London police ‘shoot to kill’ policy

The police killing was condemned by Muslim groups, which expressed shock at the news of the victim’s innocence.


“To give licence to people to shoot to kill just like that, on the basis of suspicion, is very frightening,” Azzam Tamimi of the Muslim Association of Britain told BBC television.


The killing in front of shocked passengers on a crowded train triggered speculation that traditionally unarmed British police had adopted a shoot-to-kill policy.


“The Metropolitan Police have very clearly demonstrated that they are operating on the premise right now that if they suspect that someone is a bomber, and that the public is going to be endangered by him, they have shoot-to-kill orders,” anti-terrorism expert Robert Ayers of the Royal Institute of International Affairs think-tank told Reuters.

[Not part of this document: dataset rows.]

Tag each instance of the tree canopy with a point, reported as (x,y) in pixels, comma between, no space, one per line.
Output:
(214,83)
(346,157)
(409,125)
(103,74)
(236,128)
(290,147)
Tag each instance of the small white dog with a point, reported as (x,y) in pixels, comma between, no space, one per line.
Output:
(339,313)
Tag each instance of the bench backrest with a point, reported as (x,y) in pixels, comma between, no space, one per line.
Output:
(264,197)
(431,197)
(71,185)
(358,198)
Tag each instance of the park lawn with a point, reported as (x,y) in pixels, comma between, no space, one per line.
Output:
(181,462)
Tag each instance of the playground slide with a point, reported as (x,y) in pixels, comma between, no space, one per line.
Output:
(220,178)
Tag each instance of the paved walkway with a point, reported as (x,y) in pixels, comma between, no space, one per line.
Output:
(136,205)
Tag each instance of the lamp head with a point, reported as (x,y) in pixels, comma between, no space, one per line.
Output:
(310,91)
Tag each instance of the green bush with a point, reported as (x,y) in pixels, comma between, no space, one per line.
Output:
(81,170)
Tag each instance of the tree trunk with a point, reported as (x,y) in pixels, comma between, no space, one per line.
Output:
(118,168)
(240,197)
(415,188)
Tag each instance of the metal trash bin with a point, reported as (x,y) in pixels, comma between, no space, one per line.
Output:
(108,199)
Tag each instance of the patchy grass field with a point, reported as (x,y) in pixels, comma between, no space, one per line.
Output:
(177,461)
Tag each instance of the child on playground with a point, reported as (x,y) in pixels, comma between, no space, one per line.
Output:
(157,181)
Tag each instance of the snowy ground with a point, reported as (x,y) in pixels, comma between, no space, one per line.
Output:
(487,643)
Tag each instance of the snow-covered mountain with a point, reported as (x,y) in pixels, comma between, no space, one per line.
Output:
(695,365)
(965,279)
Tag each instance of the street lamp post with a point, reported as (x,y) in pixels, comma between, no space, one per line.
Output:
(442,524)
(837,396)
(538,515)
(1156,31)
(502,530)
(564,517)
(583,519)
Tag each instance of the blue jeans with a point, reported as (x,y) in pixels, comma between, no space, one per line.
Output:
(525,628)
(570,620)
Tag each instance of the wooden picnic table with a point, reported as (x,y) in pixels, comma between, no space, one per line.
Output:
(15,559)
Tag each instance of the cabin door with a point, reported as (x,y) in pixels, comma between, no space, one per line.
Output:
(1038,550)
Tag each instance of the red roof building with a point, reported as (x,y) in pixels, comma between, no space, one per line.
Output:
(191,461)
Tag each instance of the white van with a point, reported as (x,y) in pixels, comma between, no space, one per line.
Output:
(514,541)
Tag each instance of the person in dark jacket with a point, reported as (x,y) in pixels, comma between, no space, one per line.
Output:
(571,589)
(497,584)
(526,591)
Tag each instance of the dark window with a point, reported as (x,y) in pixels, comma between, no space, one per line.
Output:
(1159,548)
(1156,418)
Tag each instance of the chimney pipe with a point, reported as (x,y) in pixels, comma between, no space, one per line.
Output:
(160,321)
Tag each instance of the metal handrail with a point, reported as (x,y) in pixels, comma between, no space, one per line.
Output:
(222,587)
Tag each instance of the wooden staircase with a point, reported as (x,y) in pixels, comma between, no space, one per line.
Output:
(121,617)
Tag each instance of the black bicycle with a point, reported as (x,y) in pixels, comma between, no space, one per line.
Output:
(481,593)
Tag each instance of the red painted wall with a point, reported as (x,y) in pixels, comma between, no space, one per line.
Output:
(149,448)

Where’s the accountability? If they merely suspect someone might be a bomber they can shoot to kill? If the person turns out to be blameless, as in this London subway execution by police with no evidence, what then? Will those who pulled the trigger be brought up on charges or will they get a free pass because, golly shucks, they thought the guy might be a bomber? And what are the names of the officers involved? No information about them has been released yet.



But anti-terrorism expert Magnus Ranstorp of St Andrews University in Scotland said the policy, which he said was openly adopted three years ago, could do more harm than good.


“The Muslim community is very uneasy about this, understandably,” he told Reuters. “If there is a series of shooting incidents like this, then it becomes a big political issue.


This is not a major deterrent in terms of carrying out an attack, but it is counter-productive to the careful strategy that the police and government have set out in terms of minimising polarisation within ethnic communities,” he said.


I can think of no better way to drive recruits to extremist Islamists than by the shoot-to-kill policy of London police. Nor will stop the attacks.